Palettized surfaces need palettes to be meaningfully displayed. A palettized surface, also known as a color-indexed surface, is simply a collection of numbers where each number represents a pixel. The value of the number is an index into a color table that tells DirectDraw what color to use when displaying that pixel. DirectDrawPalette objects, casually referred to as palettes, provide you with an easy way to manage a color table.
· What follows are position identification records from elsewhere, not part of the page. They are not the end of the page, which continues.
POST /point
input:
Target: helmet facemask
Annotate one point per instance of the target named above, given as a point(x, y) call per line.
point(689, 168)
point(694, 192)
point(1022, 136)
Surfaces that use a 16-bit or greater pixel format do not use palettes.

A DirectDrawPalette object represents an indexed color table that has 2, 4, 16 or 256 entries to be used with a color indexed surface. Each entry in the palette is an RGB triplet that describes the color to be used when displaying pixels within the surface. The color table can contain 16- or 24-bit RGB triplets representing the colors to be used. For 16-color palettes, the table can also contain indexes to another 256-color palette. Palettes are supported for textures, off-screen surfaces, and overlay surfaces, none of which is required to have the same palette as the primary surface.

You can create a palette by calling the IDirectDraw2::CreatePalette method. This method retrieves a pointer to the palette object's IDirectDrawPalette interface. You can use the methods of this interface to manipulate palette entries, retrieve information about the object's capabilities, or initialize the object (if you used the CoCreateInstance COM function to create it).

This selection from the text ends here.